Ini merupakan referensi yang benar-benar cocok buat saya. Dengan
bermodalkan dua bahan tersebut, akhirnya dua bulan berikutnya menjadi
terang-benderang.

Satu demi satu konsep Java saya pelajari:

Sintaks dan Semantic (for loop, statement, if-else, dsb)Konsep OOPImplementasi Class dan Object di JavaPackageI/OCollectionSwingThreadJDBCdsb

Sampai akhirnya saya lumayan bisa membuat aplikasi desktop sederhana yang mengakses database.

Pada bulan keempat, saya masuk ke kantornya instruktur dan menemukan
buku baru.

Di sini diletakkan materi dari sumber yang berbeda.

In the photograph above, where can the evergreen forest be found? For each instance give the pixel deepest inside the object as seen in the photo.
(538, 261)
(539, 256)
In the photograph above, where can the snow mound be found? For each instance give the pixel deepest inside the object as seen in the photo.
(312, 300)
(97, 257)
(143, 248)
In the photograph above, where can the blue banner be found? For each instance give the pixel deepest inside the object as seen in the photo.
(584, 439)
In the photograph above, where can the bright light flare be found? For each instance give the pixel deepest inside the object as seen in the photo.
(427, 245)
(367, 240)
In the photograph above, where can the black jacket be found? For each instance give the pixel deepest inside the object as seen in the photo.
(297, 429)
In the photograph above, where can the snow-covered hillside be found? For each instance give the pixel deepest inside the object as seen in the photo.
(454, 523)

Modul pelatihan Java Servlet. Wah, ada mainan baru. Segera
saja saya coba semua contoh kodenya. Lumayan dari buku tersebut saya
bisa memahami web.xml, servlet, dan application server. Waktu itu Tomcat belum terkenal seperti sekarang. Saya pakai Java Web Server untuk mendeploy servlet.

Sekitar enam bulan kemudian, saya sudah cukup mengerti apa itu EJB
(waktu itu masih versi 1.x) dan bisa mendeploy EJB kecil-kecilan.

Kemudian saya ditugaskan menjadi dosen di Stikom, sebagai bagian
dari paket kerjasama kursus tempat saya bekerja dengan Stikom. Di sana
lebih banyak teman diskusi dan buku.

Dari titik ini, perjalanan belajar Java menjadi lebih mudah. Karena
selain perpustakaan cukup lengkap, milis java juga sudah lumayan aktif.
Sehingga saya dapat mainan baru seperti Hibernate dan Ant.

Sudah cukup panjang ceritanya. Pesan moral dari cerita ini adalah:

Dengan waktu luang dan referensi yang tepat, belajar Java secara otodidak sangat mungkin dilakukan Download tutorial dan dokumentasi Java yang dikeluarkan Sun. Banyak berlatih (saya berlatih 6-8 jam sehari, setelah jam kantor saya masih stay untuk belajar)Untuk dapat melakukan poin #1 dan #2, kemampuan bahasa Inggris (read-only sudah cukup) wajib dimiliki.

Sedikit saran dari saya, cobalah berkontribusi di milis. Baik
bertanya maupun menjawab. “Bagaimana kalo saya menjawab tapi jawabannya
salah? Nanti diketawain … ”

Jangan takut. Menjawab itu bagian dari belajar. Ini berarti kita mengujicoba pemahaman kita terhadap sesuatu.

Kalau pemahaman kita benar, komunitas akan memperkuat, dan kadang
menambahkan sudut pandang yang berbeda sehingga pengetahuan kita
semakin kaya.

Kalau kita salah, akan ada yang mengoreksi. Sehingga pemahaman kita
yang salah tersebut tidak akan terbawa sampai tua dan terungkap dalam
event yang jauh lebih memalukan.

Nada-nada pedas dan komentar tidak ramah jangan sampai mengendurkan
semangat. Anggap saja sebagai biaya kursus, karena : “Hei, ternyata
bertanya di milis gak bayar. GRATIISS !!!”